Alert Group	Alert Name	Description	Alert Processing Algorithm
blackbox.rules	EndpointDown	The Endpoint is unavailable, for example, a web service or LDAP server	Go to the endpoint node, use logs to determine the cause of the failure, and restore the service's operation.
blackbox.rules	SSLCertExpiringSoon	The SSL certificate is expiring in (number of days)	Reissue the certificate or contact the issuer.
clickhouse.rules	ClickhouseInsertRateLow	Low data insertion rate into ClickHouse	Check average insertion rate in graphs, validate ClickHouse status, and check chwriter.
clickhouse.rules	DiskSpacePredictionCH	Disk space usage in ClickHouse will exceed N% in 3 days	Clean up old data in ClickHouse using chpolicy.
consul.rules	ConsulServicesCountDecrease	More than N% of service processes are not running	Investigate why services are no longer registered in Consul.
infra.rules	CPUUsageHigh	CPU usage exceeds %	Determine the cause of increased consumption and take action if necessary.
infra.rules	MemoryUsageHigh	Memory usage exceeds %	Determine the cause of increased consumption and take action if necessary.
infra.rules	SwapUsageHigh	Swap usage exceeds %	Determine the cause of increased consumption and take action if necessary.
infra.rules	LoadAverageHigh	High load average	Determine the cause of increased consumption and take action if necessary.
infra.rules	DiskSpaceUsage	Disk space usage exceeds %	Depending on the node type, take the following actions: 1) For MongoDB - unload archival collections, run compaction, as a last resort, initiate data transfer 2) For Postgres - check log sizes (log rotation, log cleaning) 3) For ClickHouse - use chpolicy, clean old data 4) Conduct investigations.
infra.rules	DiskInodesUsageHigh	Inode usage exceeds %	Conduct investigations.

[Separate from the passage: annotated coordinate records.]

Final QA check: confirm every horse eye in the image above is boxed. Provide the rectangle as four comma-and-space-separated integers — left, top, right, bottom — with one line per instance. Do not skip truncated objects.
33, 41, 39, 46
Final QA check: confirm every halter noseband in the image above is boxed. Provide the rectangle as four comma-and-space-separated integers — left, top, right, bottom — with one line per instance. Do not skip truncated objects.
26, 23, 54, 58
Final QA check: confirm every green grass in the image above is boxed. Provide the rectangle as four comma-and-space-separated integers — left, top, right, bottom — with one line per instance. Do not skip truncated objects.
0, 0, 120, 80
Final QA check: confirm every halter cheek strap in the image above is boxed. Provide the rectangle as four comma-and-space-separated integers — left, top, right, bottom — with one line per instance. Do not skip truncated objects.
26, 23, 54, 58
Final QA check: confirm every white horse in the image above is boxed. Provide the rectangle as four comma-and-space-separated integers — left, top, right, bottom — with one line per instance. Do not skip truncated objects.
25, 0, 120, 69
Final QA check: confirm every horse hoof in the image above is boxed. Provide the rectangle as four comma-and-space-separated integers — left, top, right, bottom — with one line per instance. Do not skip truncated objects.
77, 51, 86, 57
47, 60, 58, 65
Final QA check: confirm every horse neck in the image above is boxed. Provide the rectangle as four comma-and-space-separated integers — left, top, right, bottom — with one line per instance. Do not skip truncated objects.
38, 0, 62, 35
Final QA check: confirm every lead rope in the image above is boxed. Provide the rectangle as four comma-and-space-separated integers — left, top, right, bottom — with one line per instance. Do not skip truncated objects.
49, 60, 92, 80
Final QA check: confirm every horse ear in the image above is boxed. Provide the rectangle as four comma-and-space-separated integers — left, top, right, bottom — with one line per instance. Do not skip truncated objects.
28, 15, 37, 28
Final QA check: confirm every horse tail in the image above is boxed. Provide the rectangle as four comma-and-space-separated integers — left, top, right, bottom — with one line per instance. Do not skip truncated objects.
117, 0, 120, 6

infra.rules	SystemReboot	System rebooted	Determine the reason for the reboot.
liftbridge.rules	CorrelatorQueueTooLarge	Message queue for the correlator service exceeds N	Check the duration of the situation in graphs, access correlator logs, and restart the service if necessary.
liftbridge.rules	ClassifierQueueTooLarge	Message queue for the classifier service exceeds N	Check the duration of the situation in graphs, access classifier logs, and restart the service if necessary.
liftbridge.rules	UncommitedMessagesTooMuch	Not all messages are replicated to all replicas according to the ISR number	Check the logs of all Liftbridge services, possibly one of the cluster nodes is unavailable or Liftbridge migrations are not completed.
liftbridge.rules	StreamInvertedValue	Cursor shift occurred	Fix by recreating the stream.
mongo.rules	MongoClasterServerCountChange	MongoDB cluster has reduced in size	Determine the cause of the member's unavailability and restore availability.
mongo.rules	MongoConnectionLow	No open connections to MongoDB	Determine why there are no active connections.
mongo.rules	MongoReplicationLag	MongoDB replication lag	Check logs, run resync if necessary.
noc.rules	FMNoEscalations	Number of created incidents in the external system is zero	Check escalator logs, service status, review incident graphs.
noc.rules	FmTooManyAlerts	High percentage of incidents	Check the situation on graphs.
noc.rules	LateTasksOnPool	Polling task execution delay	Check graphs, check activator logs.
noc.rules	LateTasksScheduler	Scheduler task queue overload	Check scheduler logs, review incident graphs. If no incidents are present, it may be due to slow response time from the database.
noc.rules	HighTracesPerSecond	High trace generation rate from activator	Check activator logs, probably related to hardware profile errors.
noc.rules	HighTracesPerSecond	High trace generation rate from non-activator	Check service logs, possibly related to database unavailability.
postgres.rules	PostgresqlDeadlocksHigh	Deadlocks detected in PostgreSQL	If the situation repeats frequently, search for answers in PostgerSQL logs.
postgres.rules	PostgresqlBackendsLow	Number of free connections to PostgreSQL	Install pgbouncer, increase the number of threads, check which PostgreSQL connections never terminate.